Run Google PageSpeed Insights on your homepage and a product page
Mobile performance score is above 70 (above 85 is excellent)
Largest Contentful Paint is under 2.5 seconds on mobile
Hero images are WebP format and under 200KB
No unused third-party scripts are loading on every page
Lazy loading is enabled for product images below the fold

A slow store is a leaky store. Every 100ms of extra load time reduces conversion rates measurably.

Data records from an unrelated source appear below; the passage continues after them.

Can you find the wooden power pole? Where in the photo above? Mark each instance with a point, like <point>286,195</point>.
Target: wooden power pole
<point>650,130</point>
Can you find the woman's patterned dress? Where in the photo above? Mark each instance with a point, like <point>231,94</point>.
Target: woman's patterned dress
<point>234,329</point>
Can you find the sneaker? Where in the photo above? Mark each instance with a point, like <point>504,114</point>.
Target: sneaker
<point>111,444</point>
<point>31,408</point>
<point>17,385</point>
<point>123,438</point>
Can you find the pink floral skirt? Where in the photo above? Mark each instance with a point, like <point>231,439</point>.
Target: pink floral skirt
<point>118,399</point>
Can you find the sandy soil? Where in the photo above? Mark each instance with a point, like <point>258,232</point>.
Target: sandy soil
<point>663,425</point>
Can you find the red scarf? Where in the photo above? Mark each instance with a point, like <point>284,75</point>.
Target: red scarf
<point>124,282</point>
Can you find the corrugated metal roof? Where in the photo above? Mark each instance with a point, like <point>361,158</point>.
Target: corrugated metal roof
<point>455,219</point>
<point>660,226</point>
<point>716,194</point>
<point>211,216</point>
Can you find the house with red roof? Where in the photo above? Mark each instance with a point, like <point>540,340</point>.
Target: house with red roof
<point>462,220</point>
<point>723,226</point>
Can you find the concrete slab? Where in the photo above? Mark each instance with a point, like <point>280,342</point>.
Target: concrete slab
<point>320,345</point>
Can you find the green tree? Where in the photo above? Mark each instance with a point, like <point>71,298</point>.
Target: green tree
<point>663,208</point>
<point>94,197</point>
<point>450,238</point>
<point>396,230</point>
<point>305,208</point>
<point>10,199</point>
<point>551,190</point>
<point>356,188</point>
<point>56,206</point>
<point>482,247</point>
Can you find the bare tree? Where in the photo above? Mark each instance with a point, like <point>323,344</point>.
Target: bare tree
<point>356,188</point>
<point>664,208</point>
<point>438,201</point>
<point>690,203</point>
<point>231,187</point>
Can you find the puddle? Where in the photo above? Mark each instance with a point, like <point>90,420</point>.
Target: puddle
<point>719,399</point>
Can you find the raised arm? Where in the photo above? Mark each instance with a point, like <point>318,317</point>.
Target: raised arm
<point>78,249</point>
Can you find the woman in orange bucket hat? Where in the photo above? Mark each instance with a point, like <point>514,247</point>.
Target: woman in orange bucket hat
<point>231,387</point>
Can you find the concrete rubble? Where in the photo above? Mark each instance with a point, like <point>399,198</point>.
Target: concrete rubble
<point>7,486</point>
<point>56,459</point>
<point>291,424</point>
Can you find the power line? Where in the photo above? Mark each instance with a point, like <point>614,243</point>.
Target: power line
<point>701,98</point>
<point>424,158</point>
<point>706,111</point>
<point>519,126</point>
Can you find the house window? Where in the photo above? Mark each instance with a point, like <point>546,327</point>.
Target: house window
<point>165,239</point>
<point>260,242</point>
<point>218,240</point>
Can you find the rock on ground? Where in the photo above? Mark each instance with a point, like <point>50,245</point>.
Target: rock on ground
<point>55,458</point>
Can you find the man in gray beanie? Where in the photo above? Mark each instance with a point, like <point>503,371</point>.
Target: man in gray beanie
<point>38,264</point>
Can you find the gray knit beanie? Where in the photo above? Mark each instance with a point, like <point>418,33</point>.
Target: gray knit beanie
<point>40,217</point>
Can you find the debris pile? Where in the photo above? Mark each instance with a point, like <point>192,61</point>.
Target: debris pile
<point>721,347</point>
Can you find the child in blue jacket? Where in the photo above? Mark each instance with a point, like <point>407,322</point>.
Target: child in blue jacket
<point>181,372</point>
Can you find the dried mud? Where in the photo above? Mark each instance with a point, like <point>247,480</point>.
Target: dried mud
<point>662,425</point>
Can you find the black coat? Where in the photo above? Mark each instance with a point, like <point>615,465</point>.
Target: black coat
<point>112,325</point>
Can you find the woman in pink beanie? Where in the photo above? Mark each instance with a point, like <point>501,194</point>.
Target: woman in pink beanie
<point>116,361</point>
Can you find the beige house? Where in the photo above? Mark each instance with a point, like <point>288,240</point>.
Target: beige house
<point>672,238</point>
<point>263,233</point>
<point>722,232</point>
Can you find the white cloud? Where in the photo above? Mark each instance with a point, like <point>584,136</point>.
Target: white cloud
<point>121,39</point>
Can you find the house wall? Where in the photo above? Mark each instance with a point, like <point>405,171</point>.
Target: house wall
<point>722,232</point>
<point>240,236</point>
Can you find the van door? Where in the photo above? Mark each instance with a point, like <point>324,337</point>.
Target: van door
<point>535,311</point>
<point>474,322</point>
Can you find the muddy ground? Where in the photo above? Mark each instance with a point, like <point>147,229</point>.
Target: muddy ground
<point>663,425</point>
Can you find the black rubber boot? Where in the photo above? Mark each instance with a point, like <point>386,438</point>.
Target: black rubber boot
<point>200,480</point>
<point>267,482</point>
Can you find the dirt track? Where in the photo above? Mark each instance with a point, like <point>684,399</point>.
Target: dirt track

Performance optimization is not optional for a competitive e-commerce launch in 2026.

10. Customer Communication

Set up all customer-facing emails before launch:

Order confirmation email includes product details, estimated delivery, and a support email
Shipping confirmation email includes a real tracking link (or a placeholder workflow)
Welcome email is set up for new account registrations
Abandoned cart email sequence is configured if your platform supports it
All customer emails are coming from a branded domain (not noreply@gmail.com)
Customer support email or chat is visible on every page

Most e-commerce disputes and chargebacks happen because customers couldn't reach the seller. Clear, proactive communication solves most problems before they escalate. Setting up an abandoned cart email alone typically recovers 5 to 15 percent of carts that would otherwise be lost.

After Launch

Going live is not the finish line , it's the starting gun. Plan to monitor your Google Analytics daily for the first two weeks, respond to every customer inquiry within 24 hours, and actively ask your first buyers for reviews. The first 30 days of feedback will tell you more about what your store needs than months of planning.

💡 Tip: Set up a simple post-purchase survey asking one question: 'Was there anything that almost stopped you from buying?' The answers will show you what to fix next.